Tutorial: Training a Node Classification Model on K8s Cluster¶

GraphScope is designed for processing large graphs, which are usually hard to fit in the memory of a single machine. With vineyard as the distributed in-memory data manager, GraphScope supports run on a cluster managed by Kubernetes(k8s).

In this tutorial, we revisit the example we present in the first tutorial, showing how GraphScope process the node classification task on a Kubernetes cluster.

Please note, since this tutorial is designed to run on a k8s cluster, you need to configure your k8s environment before running the example.

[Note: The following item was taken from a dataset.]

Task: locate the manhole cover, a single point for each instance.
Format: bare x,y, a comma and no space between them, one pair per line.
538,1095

Create a session on kubernetes and load graph¶

import graphscope
from graphscope.dataset import load_ogbn_mag

# enable logging
graphscope.set_option(show_log=True)  

# init the GraphScope session
sess = graphscope.session(with_dataset=True, k8s_service_type='LoadBalancer', k8s_image_pull_policy='Always')

Behind the scenes, the session tries to launch a coordinator, which is the entry for the back-end engines. The coordinator manages a cluster of k8s pods (2 pods by default), and learning engines ran on them. For each pod in the cluster, there is a vineyard instance at service for distributed data in memory.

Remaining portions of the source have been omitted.